04.04.2026

Ringier

Walder erklärt Ausscheiden von Lingg

In der NZZ am Sonntag äussert sich Ringier-CEO Marc Walder erstmals zu den Gründen, warum Robin Lingg das Unternehmen verlässt und nicht auf Michael Ringier an der Spitze des Verwaltungsrats folgen wird.
Ringier: Walder erklärt Ausscheiden von Lingg
Ein sehr bewusster Entscheid: Marc Walder zum Ausscheiden von Robin Lingg aus dem operativen Geschäft von Ringier. (Bild: Keystone/Urs Flüeler)

Robin Lingg gibt nach 13 Jahren seine operativen Aufgaben beim Medienunternehmen Ringier ab. Der 46-Jährige, der die Gründerfamilie in sechster Generation vertritt, hätte eigentlich Michael Ringier als Präsident des Verwaltungsrats ablösen sollen. Dazu kommt es nun nicht (persoenlich.com berichtete)

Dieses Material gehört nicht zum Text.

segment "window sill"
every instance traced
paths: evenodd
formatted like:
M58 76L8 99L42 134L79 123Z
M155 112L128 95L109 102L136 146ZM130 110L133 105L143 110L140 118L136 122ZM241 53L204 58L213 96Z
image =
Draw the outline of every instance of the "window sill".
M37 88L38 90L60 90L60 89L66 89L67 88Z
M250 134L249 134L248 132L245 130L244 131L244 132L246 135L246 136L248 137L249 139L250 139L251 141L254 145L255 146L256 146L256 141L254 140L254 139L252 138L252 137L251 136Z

Ringier-CEO Marc Walder widerspricht in der NZZ am Sonntag der Darstellung, es handle sich um einen Bruch: «Das ist kein Bruch, sondern ein Entscheid, der von Robin Lingg und allen Involvierten sehr bewusst und nach reiflicher Überlegung getroffen wurde.» Lingg habe sich entschieden, künftig eigene Projekte zu verfolgen.

Auf die Frage, ob die hinter den Erwartungen zurückgebliebene Ringier Sports Media Group (RSMG) Lingg zum Verhängnis geworden sei, verweist Walder auf externe Faktoren. Die schwache Performance der Sportmediengruppe sei nicht auf Linggs Leistung zurückzuführen. «Sondern wegen regulatorischer Einschränkungen im Sportwettenmarkt, einem wichtigen Werbeauftraggeber von Sportmedien», so Walder gegenüber der NZZ am Sonntag.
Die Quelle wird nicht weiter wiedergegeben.